It was in 2011 that the price of gold hit a record high of over $1,900 an ounce on September 5th. Gold prices have been stagnant ever since then but began to climb a lot higher last year.
In 2019, the price of the yellow metal closed at a 14-week high and had its strongest year since 2010. Gold saw an 18.9% return for 2019. Last December, Stephen Innes, chief Asia market strategist at AxiTrader, wrote, “Gold is receiving an undercurrent of support into year-end from lower U.S. bond yields, persistent geopolitical risks, and ongoing U.S. economic uncertainty. But with the weaker U.S. dollar narrative gathering steam into the election year 2020, risk hedgers are starting to flock to the security of gold rather than the dollar.”
It is absolutely no question that this year has faced some major challenges already in global economies and political scenes which has helped push gold even higher. Gold is now back over $1,700 and the metal’s chart has a significant bullish technical setup.
Tailwinds such as the Fed cutting interest rates to zero and launching the QE-infinity asset purchase program and the coronavirus pandemic have helped push gold higher this year. The stock market has been exceedingly volatile in response to the coronavirus disease. The lockdowns across the nation have led to massive economic uncertainty. With the historic $2.2 trillion stimulus package passing, we may also be looking at inflation later in the year. For centuries gold has had a positive correlation with inflation.
Gold has had its best month in April and many analysts are betting for higher prices this year. Bill Baruch, the president of Blue Line Capital, sees a lot more upside ahead. Speaking on CNBC’s “Trading Nation” in April, Baruch said, “I love gold, and you need some in your portfolio.” The charts show “an inverse head and shoulders pattern — a beautiful technical pattern that played out through March into April and we’re now breaking out above. It broke out above it.”
“I do believe gold over the rest of this year will get to $2,000. I think it should be in your portfolio. The massive liquidity injected by the Federal Reserve, it’s going to support asset prices like equities, but it’s also going to support gold,” added Baruch. If he is right with his prediction, it would mean a new record high for the precious metal.
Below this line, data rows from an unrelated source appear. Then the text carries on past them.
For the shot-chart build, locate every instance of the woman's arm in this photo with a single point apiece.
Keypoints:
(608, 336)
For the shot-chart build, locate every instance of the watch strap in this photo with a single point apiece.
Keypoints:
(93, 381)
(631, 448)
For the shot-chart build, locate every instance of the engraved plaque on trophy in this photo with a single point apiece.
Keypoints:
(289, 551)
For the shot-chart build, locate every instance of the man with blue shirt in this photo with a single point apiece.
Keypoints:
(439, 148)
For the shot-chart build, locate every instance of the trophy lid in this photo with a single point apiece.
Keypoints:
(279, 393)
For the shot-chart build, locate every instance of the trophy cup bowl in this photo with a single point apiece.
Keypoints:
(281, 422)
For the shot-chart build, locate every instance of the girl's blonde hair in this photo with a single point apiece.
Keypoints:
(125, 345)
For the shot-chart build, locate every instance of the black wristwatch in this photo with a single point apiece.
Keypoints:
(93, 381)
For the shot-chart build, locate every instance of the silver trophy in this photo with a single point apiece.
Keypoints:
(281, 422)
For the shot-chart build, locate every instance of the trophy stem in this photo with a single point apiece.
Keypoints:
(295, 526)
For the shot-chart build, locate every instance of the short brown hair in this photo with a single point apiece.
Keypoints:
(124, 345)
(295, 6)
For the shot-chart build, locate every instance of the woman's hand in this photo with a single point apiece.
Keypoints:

Analysts at Zaner Metals also wrote in April that gold looks “to have solid big picture bullish fundamentals in place as deteriorating economic sentiment globally suggests even larger waves of government support will be seen in China, India, Europe and the U.S.”
Bank of America Corp. also raised its 18-month gold-price target to $3,000 an ounce. In a report titled “The Fed can’t print gold,” Bank of America analysts including Michael Widmer and Francisco Blanch, took gold’s price target from $2,000 to $3,000 and wrote, “As economic output contracts sharply, fiscal outlays surge, and central bank balance sheets double, fiat currencies could come under pressure.”